La relación entre las moscas blancas y las hormigas es facultativa, es decir, no siempre que haya plagas de mosca blanca, por muy graves que sea la infestación, coexistirá una colonia de hormigas. Aun así, cuando aparece esta relación las hormigas realizan una importante labor de defensa. Las hormigas ahuyentan a los depredadores y parásitos atacándoles y alejándoles de la colonia; inclusive retiran las pupas de moscas blancas parasitadas para evitar que la colonia de parásitos prospere. Esto hay que tenerlo en cuenta a la hora de realizar sueltas de enemigos naturales como las avispas parásitas Eretmocerus sp. y Encarsia. La aplicación de las avispas comerciales se realiza con pupas de moscas blancas parasitadas. Estas pupas pueden venir desde criadero adheridas a placas de cartón enganchables o sueltas mezcladas con sustratos a base de serrín. En el primer caso las tarjetas se deben enganchar a las ramas y en el segundo caso las mezcla pupa-serrín se deposita en unos dispensadores que también van enganchados a ramas de las plantas. Para las hormigas acceder a estas pupas parasitadas es un simple paseo; las recogen y se las llevan como alimento a la madriguera. Si no se tiene en cuenta esto, las pérdidas directas de enemigos naturales por la actividad de las hormigas pueden ser muy importantes. Además la baja de enemigos naturales lleva en alza la población de plaga.

La simbiosis entre insectos más conocida y estudiada, es las simbiosis hormiga-afidos. Los afídos o pulgones son grandísimos productores de melaza; además forman colonias importantes en muy poco tiempo, y esto desde el punto de vista productivo de las hormigas es muy importante. Las hormigas cuidan con esmero a los pulgones desde los estadios más juveniles. Los huevos son protegidos con especial cariño, parecen saber que serán la fuente de producción de alimento para la colonia. Pueden transportarlos hasta su madriguera para protegerlos y esperar la eclosión. Entonces, las larvas nacidas y hambrientas son traslocadas con mucho cuidado hasta las zonas donde podrán alimentarse sin ser molestadas y comenzar así la producción de melaza.

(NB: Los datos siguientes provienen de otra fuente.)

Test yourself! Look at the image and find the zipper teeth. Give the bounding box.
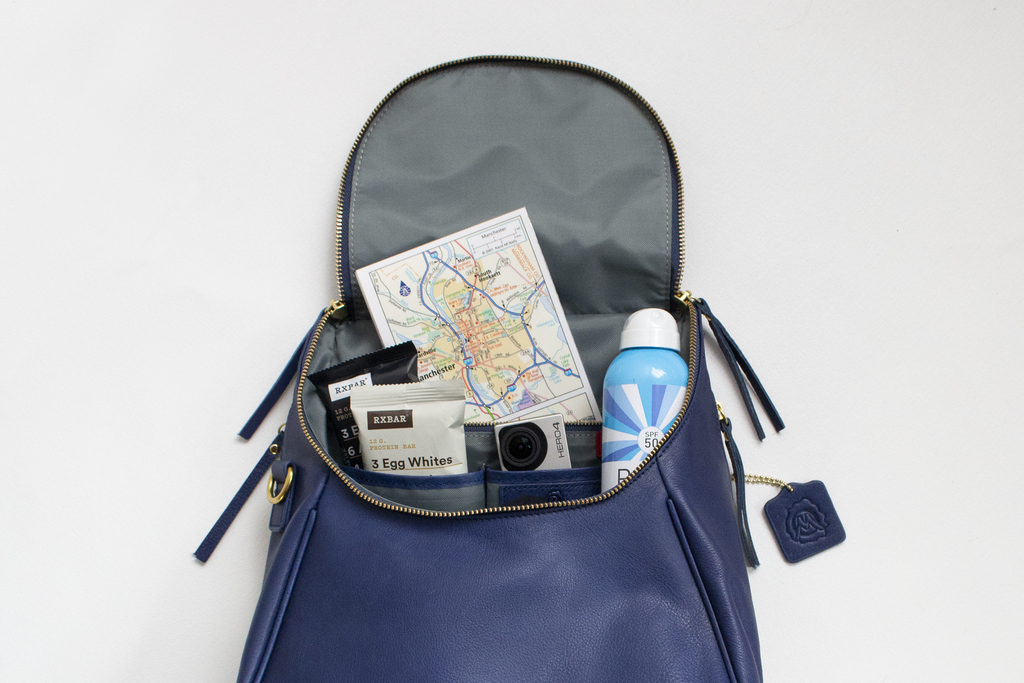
[295,303,697,517]
[334,54,686,303]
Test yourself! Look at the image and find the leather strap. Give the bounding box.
[693,298,785,441]
[193,432,285,562]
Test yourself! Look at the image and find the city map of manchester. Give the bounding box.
[356,209,598,422]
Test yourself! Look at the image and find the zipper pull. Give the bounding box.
[715,401,761,567]
[676,291,785,441]
[324,299,348,321]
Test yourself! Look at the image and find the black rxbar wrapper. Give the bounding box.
[309,342,419,467]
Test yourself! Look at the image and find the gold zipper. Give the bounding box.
[295,301,699,517]
[332,54,686,307]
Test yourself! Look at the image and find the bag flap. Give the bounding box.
[338,57,683,318]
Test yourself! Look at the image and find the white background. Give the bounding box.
[0,0,1024,682]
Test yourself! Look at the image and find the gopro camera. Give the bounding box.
[495,415,572,472]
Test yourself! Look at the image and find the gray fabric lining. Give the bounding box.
[347,62,676,318]
[302,61,685,510]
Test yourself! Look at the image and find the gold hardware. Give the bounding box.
[292,296,697,517]
[676,290,697,306]
[327,299,348,321]
[732,474,793,494]
[266,466,295,505]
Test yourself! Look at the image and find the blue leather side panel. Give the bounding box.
[657,321,762,683]
[263,448,730,683]
[238,473,327,683]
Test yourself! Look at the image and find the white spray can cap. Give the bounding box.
[618,308,679,351]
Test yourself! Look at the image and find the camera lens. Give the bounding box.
[498,422,548,472]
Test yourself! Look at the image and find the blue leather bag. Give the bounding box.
[224,57,761,683]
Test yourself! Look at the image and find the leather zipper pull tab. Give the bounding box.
[715,401,761,567]
[679,292,785,441]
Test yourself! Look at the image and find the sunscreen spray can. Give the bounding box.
[601,308,689,490]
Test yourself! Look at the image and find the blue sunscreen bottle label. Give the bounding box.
[601,380,686,490]
[601,308,689,490]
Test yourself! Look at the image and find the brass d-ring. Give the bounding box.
[266,465,295,505]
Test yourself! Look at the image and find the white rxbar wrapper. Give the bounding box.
[350,381,469,475]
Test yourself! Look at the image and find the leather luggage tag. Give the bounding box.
[765,480,846,562]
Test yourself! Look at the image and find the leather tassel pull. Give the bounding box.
[716,403,761,567]
[681,292,785,441]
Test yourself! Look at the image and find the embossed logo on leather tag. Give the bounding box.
[765,481,846,562]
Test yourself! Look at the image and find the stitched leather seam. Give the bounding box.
[666,497,737,683]
[252,476,327,683]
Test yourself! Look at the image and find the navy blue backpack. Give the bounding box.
[197,56,782,683]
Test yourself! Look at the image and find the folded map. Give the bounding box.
[355,209,600,422]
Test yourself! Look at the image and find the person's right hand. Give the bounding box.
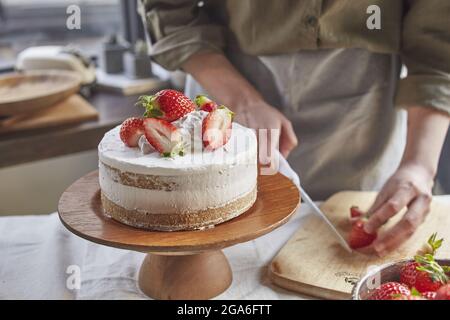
[232,100,298,158]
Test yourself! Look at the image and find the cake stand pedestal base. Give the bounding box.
[139,250,232,300]
[58,171,300,299]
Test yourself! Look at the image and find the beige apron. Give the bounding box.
[186,49,406,200]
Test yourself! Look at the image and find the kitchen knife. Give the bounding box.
[300,186,352,253]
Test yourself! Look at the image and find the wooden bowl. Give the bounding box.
[0,70,81,116]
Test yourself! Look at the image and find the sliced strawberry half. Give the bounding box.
[202,106,234,150]
[144,118,184,157]
[120,118,144,147]
[195,95,218,112]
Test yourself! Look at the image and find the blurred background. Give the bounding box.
[0,0,450,215]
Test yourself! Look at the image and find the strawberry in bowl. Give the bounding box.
[352,234,450,300]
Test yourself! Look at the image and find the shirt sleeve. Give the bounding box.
[396,0,450,115]
[139,0,225,70]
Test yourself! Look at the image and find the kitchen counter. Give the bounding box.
[0,92,160,168]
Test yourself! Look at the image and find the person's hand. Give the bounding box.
[365,164,434,256]
[233,100,298,158]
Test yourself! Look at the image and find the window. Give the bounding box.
[0,0,124,68]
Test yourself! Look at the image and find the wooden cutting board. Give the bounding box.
[269,191,450,299]
[0,94,98,133]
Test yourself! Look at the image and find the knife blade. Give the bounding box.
[300,186,352,253]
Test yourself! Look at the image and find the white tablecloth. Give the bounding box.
[0,159,309,299]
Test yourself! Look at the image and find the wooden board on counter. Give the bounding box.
[0,94,98,133]
[269,191,450,299]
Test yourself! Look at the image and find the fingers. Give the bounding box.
[372,195,431,256]
[364,184,417,233]
[280,119,298,158]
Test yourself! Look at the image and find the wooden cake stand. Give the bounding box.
[58,171,300,299]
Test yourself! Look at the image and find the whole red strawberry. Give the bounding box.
[415,267,448,292]
[369,282,411,300]
[120,118,144,147]
[392,294,427,300]
[202,106,233,150]
[400,233,448,293]
[400,261,419,288]
[422,291,436,300]
[348,219,377,249]
[434,284,450,300]
[138,89,195,122]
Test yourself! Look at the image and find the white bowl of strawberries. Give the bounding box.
[352,234,450,300]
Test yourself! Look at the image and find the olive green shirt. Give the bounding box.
[140,0,450,115]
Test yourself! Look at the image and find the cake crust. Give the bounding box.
[101,187,257,231]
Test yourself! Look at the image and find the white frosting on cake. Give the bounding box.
[98,111,257,214]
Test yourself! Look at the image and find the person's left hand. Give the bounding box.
[365,164,434,256]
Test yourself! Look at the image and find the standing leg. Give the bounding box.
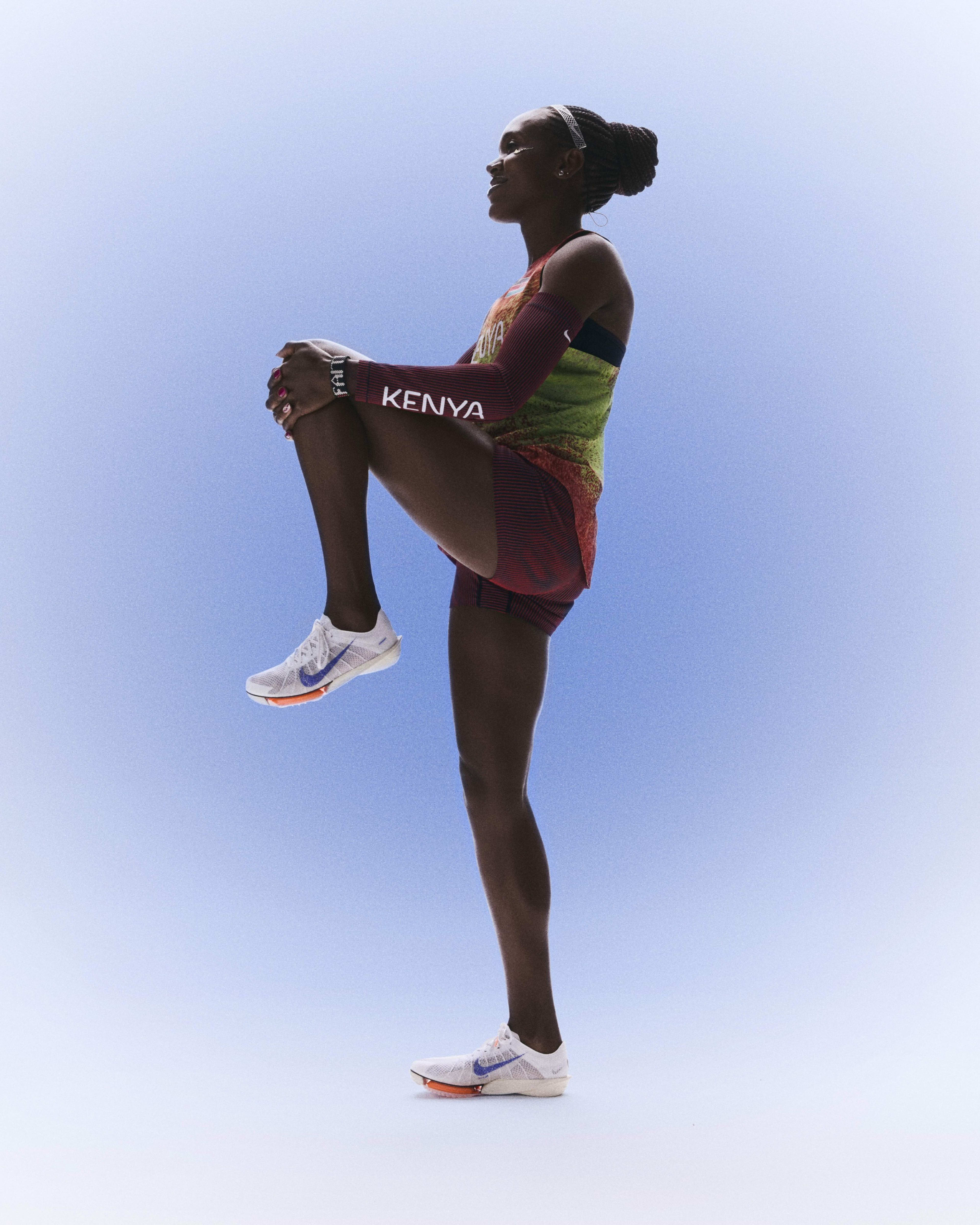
[291,403,381,632]
[450,608,561,1052]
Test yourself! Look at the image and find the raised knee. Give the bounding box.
[459,756,527,813]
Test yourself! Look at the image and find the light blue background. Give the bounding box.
[0,0,980,1225]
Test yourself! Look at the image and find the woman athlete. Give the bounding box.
[246,105,657,1096]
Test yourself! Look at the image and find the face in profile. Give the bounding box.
[486,109,567,222]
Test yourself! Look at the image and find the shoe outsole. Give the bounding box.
[409,1069,571,1098]
[245,634,402,707]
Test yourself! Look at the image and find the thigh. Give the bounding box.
[355,404,497,577]
[450,608,548,794]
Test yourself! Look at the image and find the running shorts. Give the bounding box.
[450,444,585,634]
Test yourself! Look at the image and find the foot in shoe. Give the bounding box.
[410,1025,568,1098]
[245,611,402,706]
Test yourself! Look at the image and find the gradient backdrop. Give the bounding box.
[0,0,980,1225]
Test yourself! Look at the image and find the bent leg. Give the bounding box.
[291,401,497,630]
[450,608,561,1052]
[293,403,381,632]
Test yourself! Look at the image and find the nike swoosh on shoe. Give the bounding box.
[299,641,354,689]
[473,1055,521,1075]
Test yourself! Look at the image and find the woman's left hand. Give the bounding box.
[266,340,334,437]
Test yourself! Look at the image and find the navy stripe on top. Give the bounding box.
[571,318,626,366]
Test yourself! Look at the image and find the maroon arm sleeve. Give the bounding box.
[354,294,583,421]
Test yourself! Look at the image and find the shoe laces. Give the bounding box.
[290,619,329,670]
[476,1020,513,1060]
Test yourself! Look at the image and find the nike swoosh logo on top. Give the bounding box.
[299,640,354,689]
[473,1055,521,1075]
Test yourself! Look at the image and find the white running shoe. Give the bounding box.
[245,612,402,706]
[410,1025,568,1098]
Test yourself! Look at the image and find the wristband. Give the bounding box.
[329,358,350,396]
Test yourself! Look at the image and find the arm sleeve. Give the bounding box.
[354,294,583,421]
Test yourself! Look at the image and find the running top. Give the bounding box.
[353,230,626,585]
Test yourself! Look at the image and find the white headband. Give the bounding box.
[551,102,585,150]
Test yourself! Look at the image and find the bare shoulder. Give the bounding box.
[542,234,633,344]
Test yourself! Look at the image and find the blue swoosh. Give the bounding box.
[299,640,354,689]
[473,1055,521,1075]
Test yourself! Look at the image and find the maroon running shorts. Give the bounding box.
[450,444,585,634]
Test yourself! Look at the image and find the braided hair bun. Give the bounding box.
[609,124,657,196]
[546,107,657,213]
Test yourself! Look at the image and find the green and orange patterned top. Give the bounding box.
[470,230,625,583]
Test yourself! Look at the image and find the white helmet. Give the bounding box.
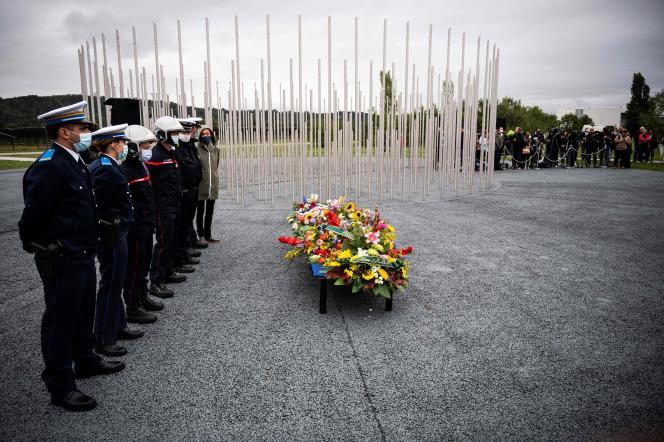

En la lucha biológica contra los pulgones, el empleo de la avispa parásita Aphidius Coleman es muy frecuente. Las sueltas comerciales de este insecto se realizan depositando las momias de pulgones parasitados directamente sobre las hojas o en dispensadores especiales que van colgados en las plantas. Al igual que en el caso de las moscas blancas, las hormigas recogen las momias y las aprovechan como alimento rico en proteínas, reduciendo así la eficacia de las sueltas comerciales y del mismo control natural.

 

Las cochinillas son otro de los insectos que establecen una simbiosis mutualista muy conocida con las hormigas. Las simbiosis no se realiza con todas las especies, solamente con aquellas que excreten melaza; a cambio les ofrecen un servicio completo de protección contra los posibles depredadores y parásitos.

Además de ser las encargadas de la defensa, las hormigas limpian los cuerpos de las cochinillas de los excesos de melaza. Las hormigas recrían a las cochinillas como hacen con los pulgones.

De nuestras observaciones podemos concluir que las hormigas tienen sus preferencias a la hora de escoger el homóptero a explotar. El fitófago más deseado por los formícidos es por excelencia el pulgón, y seguido de las cochinillas. En último lugar las moscas blancas.